For the truth is that the Anglo-American imperialist army of occupation kills hundreds of innocent Iraqis every day of the week. While the bombers struck London and killed 56 people, precisely at that moment the US and British aggressors in Iraq would have been busy adding to the death list of 130,000 Iraqis they have killed since the commencement of the present predatory war against Iraq in March 2003. Yet not a single expression of grief was uttered by the chief executives of Anglo-American imperialism - Messrs Bush and Blair - over the deaths of those Iraqis.

In fact, the deaths in London were used by Bush and Blair, and most of their accomplices in the media, as an ex-post facto justification for their illegal, criminal and predatory war for domination. When all other pretexts for their war, ranging from the alleged possession by Iraq of weapons of mass destruction (no crime in any case) to the links of the former Ba'ath regime with terrorists, have been shown to be the barefaced lies that they always were, these two scoundrels are now attempting to justify the imperialist war against Iraq by reference to the London bombings, while at the same time denying the latter's connection to the former!

Hypocritical Blair response

Blair's reaction to the events of 7 July has been predictably hypocritical. Assuming the injured air of a victim, he attempted to contrast the "cruelty" of the London bombers with the "humanity" of the G8's initiatives on Africa, climate change and the Middle East (as to the hollowness of the G8's initiatives see elsewhere in this issue).

As though by way of a parody of the misdeeds of Anglo-American forces in Iraq, Blair stated that "terrorism" is "by its savagery designed to cover all conventional politics in darkness, to overwhelm the dignity of democracy and proper process with the impact of bloodshed and terror". The Iraqi, the Afghan and the Palestinian people's plights, who daily suffer from indignities and cruelty of imperialist savagery and occupation, not the honeyed and hypocritical words of Blair, bear eloquent testimony to the "dignity" of imperialist "democracy and its proper processes".

In contrived, Churchillian tones, Blair stated: "It is important, however, that those engaged in terrorism realise that our determination to defend our values and our way of life is greater than their determination to cause death and destruction to innocent people in a desire to impose extremism on the world."

The "values" and "way of life" that Blair and his government seek to defend are those of imperialist exploitation, reliant on predatory wars for domination abroad and internal suppression and racism at home. These "values" can only be defended through indiscriminate bombing of civilians in places such as Iraq, by setting up torture chambers for abuse of those resisting aggression, and by detention without trial at home; and Blair's government is more than willing to act in their defence. Since the defence of these imperialist values necessarily involves riding roughshod over the masses of humanity, it cannot but arouse the latter's resentment, anger and resistance, and thereby sow the seeds of its own destruction.

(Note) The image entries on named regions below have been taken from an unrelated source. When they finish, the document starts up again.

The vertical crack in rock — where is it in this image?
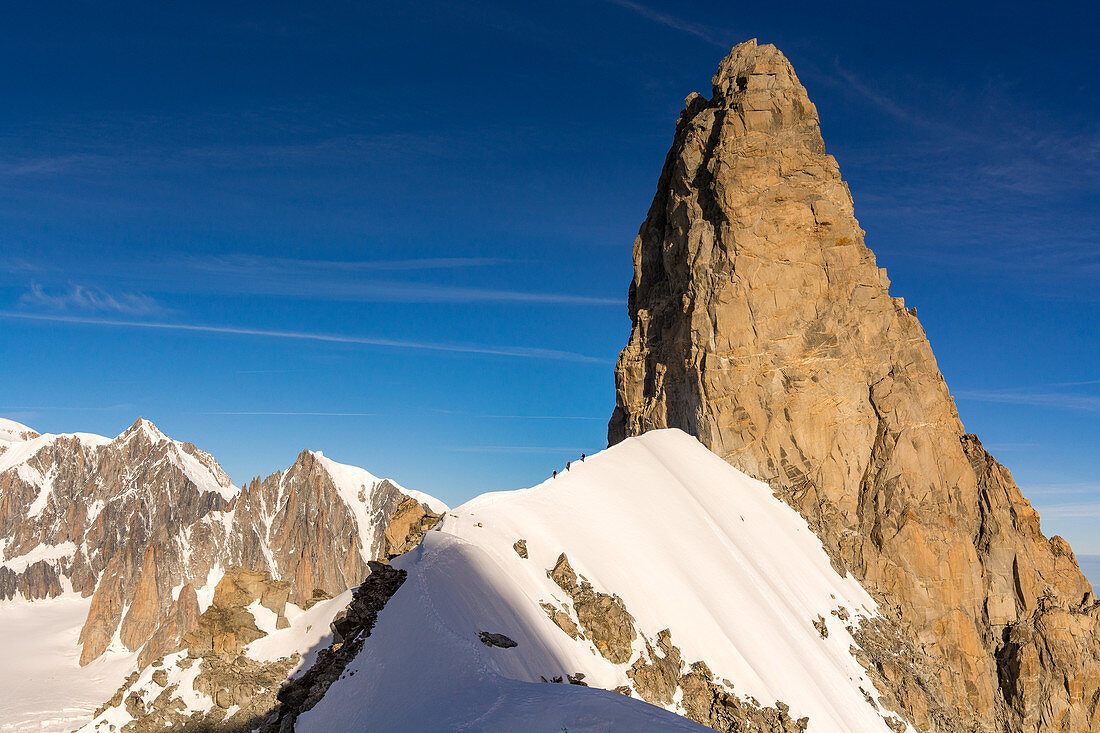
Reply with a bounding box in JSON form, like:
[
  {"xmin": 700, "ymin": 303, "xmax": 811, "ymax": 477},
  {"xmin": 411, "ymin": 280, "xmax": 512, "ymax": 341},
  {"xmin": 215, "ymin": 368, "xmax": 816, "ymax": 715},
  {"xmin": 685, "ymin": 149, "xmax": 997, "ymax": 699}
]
[{"xmin": 608, "ymin": 41, "xmax": 1100, "ymax": 733}]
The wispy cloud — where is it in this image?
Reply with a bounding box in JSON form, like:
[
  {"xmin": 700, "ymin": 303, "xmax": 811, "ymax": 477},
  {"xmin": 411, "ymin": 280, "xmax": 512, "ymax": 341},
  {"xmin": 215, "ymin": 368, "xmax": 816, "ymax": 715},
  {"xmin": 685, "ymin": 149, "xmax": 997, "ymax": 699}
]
[
  {"xmin": 447, "ymin": 446, "xmax": 581, "ymax": 453},
  {"xmin": 607, "ymin": 0, "xmax": 729, "ymax": 51},
  {"xmin": 170, "ymin": 254, "xmax": 625, "ymax": 306},
  {"xmin": 1021, "ymin": 483, "xmax": 1100, "ymax": 496},
  {"xmin": 199, "ymin": 409, "xmax": 378, "ymax": 417},
  {"xmin": 435, "ymin": 408, "xmax": 607, "ymax": 422},
  {"xmin": 184, "ymin": 254, "xmax": 515, "ymax": 276},
  {"xmin": 0, "ymin": 311, "xmax": 609, "ymax": 364},
  {"xmin": 19, "ymin": 283, "xmax": 161, "ymax": 316}
]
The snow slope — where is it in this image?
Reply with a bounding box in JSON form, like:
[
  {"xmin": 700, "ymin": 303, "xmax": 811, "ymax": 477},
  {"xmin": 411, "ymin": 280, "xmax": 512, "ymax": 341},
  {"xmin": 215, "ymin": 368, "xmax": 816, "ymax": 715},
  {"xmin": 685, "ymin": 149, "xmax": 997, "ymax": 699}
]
[
  {"xmin": 297, "ymin": 430, "xmax": 906, "ymax": 733},
  {"xmin": 0, "ymin": 594, "xmax": 136, "ymax": 731}
]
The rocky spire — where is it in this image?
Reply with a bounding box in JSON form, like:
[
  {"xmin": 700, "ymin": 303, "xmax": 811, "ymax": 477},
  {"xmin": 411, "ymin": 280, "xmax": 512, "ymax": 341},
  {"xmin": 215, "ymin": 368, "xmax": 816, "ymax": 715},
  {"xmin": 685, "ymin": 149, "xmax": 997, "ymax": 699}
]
[{"xmin": 608, "ymin": 41, "xmax": 1100, "ymax": 732}]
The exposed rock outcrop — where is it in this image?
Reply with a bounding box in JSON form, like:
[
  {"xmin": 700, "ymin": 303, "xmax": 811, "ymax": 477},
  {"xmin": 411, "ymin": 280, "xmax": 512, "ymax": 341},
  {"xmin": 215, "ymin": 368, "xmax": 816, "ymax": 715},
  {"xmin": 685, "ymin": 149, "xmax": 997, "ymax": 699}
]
[
  {"xmin": 608, "ymin": 41, "xmax": 1100, "ymax": 733},
  {"xmin": 384, "ymin": 496, "xmax": 443, "ymax": 558},
  {"xmin": 260, "ymin": 561, "xmax": 407, "ymax": 733},
  {"xmin": 0, "ymin": 418, "xmax": 439, "ymax": 665},
  {"xmin": 547, "ymin": 553, "xmax": 638, "ymax": 664}
]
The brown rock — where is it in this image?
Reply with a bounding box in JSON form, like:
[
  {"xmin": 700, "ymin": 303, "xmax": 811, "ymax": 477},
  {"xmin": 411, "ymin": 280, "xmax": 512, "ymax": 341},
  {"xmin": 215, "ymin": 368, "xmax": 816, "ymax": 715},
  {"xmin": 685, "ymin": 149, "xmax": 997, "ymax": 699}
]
[
  {"xmin": 608, "ymin": 41, "xmax": 1100, "ymax": 732},
  {"xmin": 543, "ymin": 553, "xmax": 637, "ymax": 664}
]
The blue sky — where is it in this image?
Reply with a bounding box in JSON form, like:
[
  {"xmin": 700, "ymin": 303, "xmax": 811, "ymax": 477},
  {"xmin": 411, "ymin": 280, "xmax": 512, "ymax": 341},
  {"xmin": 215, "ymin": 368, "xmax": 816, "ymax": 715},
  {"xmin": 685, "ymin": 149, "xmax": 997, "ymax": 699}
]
[{"xmin": 0, "ymin": 0, "xmax": 1100, "ymax": 554}]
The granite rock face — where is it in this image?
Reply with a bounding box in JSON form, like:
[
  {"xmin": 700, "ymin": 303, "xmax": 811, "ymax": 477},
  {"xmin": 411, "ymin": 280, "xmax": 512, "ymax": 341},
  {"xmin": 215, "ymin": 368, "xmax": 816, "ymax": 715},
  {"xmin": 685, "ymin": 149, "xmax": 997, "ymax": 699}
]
[
  {"xmin": 0, "ymin": 418, "xmax": 439, "ymax": 666},
  {"xmin": 608, "ymin": 41, "xmax": 1100, "ymax": 732}
]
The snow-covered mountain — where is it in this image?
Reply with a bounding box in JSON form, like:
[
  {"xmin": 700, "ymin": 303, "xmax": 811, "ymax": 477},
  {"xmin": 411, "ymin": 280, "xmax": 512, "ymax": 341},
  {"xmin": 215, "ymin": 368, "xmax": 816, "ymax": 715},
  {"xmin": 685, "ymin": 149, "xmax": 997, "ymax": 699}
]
[
  {"xmin": 0, "ymin": 419, "xmax": 446, "ymax": 730},
  {"xmin": 85, "ymin": 430, "xmax": 912, "ymax": 733},
  {"xmin": 296, "ymin": 430, "xmax": 904, "ymax": 733}
]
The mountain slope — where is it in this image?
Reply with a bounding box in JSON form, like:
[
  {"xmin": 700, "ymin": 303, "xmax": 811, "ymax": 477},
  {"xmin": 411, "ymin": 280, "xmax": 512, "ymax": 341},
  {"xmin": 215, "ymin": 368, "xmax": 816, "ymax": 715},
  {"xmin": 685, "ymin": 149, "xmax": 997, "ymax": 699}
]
[
  {"xmin": 0, "ymin": 419, "xmax": 446, "ymax": 730},
  {"xmin": 296, "ymin": 430, "xmax": 904, "ymax": 733},
  {"xmin": 608, "ymin": 41, "xmax": 1100, "ymax": 731}
]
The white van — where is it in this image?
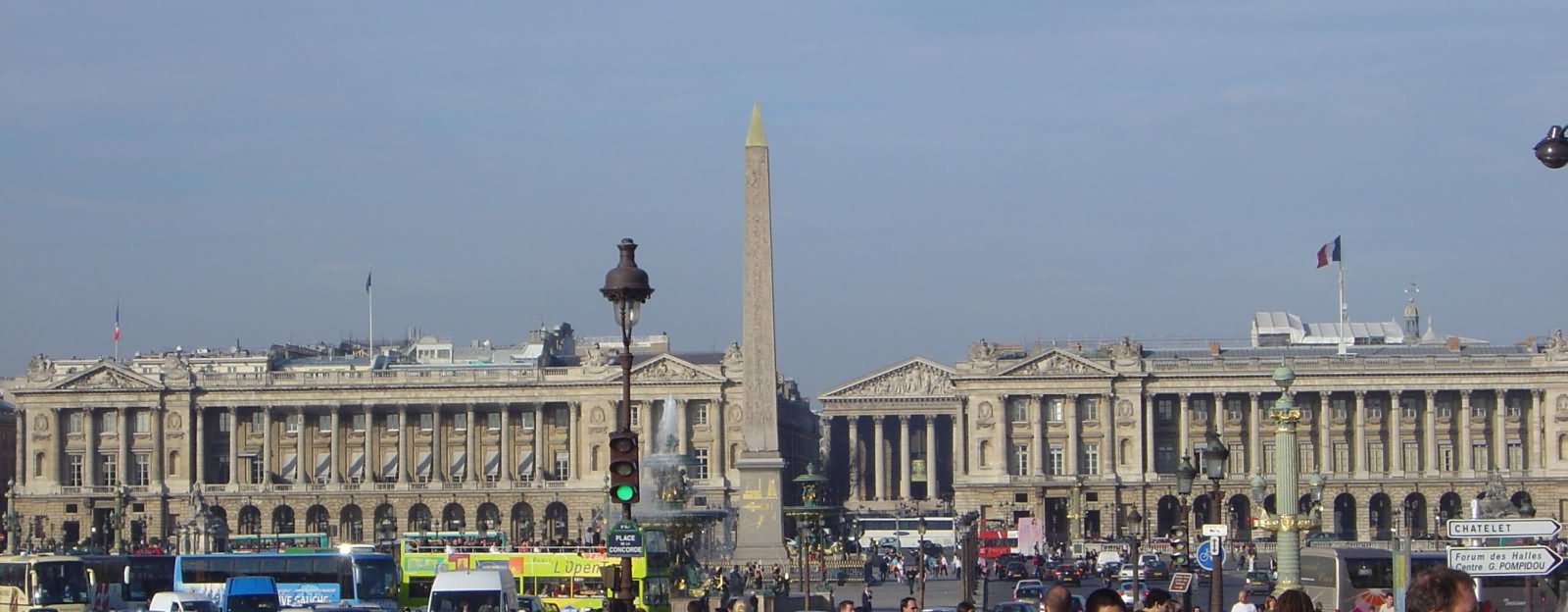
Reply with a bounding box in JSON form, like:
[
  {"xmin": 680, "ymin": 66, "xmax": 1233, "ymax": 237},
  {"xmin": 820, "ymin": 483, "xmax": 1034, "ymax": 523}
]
[
  {"xmin": 147, "ymin": 591, "xmax": 218, "ymax": 612},
  {"xmin": 428, "ymin": 568, "xmax": 517, "ymax": 612}
]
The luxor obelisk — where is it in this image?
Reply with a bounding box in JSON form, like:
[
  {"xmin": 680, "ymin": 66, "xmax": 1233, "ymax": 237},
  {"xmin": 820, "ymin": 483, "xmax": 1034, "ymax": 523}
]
[{"xmin": 735, "ymin": 105, "xmax": 786, "ymax": 562}]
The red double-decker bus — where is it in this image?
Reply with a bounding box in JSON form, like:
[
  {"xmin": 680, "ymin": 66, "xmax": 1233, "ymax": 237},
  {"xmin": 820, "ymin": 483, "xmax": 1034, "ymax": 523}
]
[{"xmin": 980, "ymin": 529, "xmax": 1017, "ymax": 559}]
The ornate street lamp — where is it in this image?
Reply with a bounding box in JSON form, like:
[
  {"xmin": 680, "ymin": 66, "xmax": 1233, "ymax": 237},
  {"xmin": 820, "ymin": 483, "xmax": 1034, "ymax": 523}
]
[
  {"xmin": 5, "ymin": 479, "xmax": 22, "ymax": 554},
  {"xmin": 599, "ymin": 238, "xmax": 654, "ymax": 612},
  {"xmin": 1127, "ymin": 507, "xmax": 1143, "ymax": 607},
  {"xmin": 1251, "ymin": 364, "xmax": 1325, "ymax": 594},
  {"xmin": 1202, "ymin": 432, "xmax": 1231, "ymax": 610}
]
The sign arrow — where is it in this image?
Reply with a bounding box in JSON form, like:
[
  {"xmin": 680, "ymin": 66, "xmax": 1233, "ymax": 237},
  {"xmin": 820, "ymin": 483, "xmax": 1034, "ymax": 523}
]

No matter with what determination the representatives of imperialism defend them, these values are hurtling to their well-deserved doom. In the struggle between imperialist "values" and humanity at large the latter is sure to emerge victorious. If there is anyone trying to "impose extremism on the world", it is none other than imperialism - especially Anglo-American imperialism, with the guiding philosophy of market fundamentalism, compared with which Islamic fundamentalism pales into insignificance.

Iraq war and 7 July

Messrs Blair and Bush assert that the London bombings have nothing to do with war, and cite 11 September incidents in New York and Washington as an example, for these incidents preceded the current invasion and occupation of Iraq. They are, it seems, unable, or unwilling, to perceive the connection between earlier imperialist bombing raids, wars, sanctions and blockades and the September 11 happenings. Even the Financial Times, taking its cue from the likes of Blair, mindlessly asserts in its leading article of 9 July that the Islamists hate London, for it "is a living breathing refutation of everything the jihadi fanatics believe in" and because it "disproves the[ir] thesis that mankind is doomed to a clash of civilisations".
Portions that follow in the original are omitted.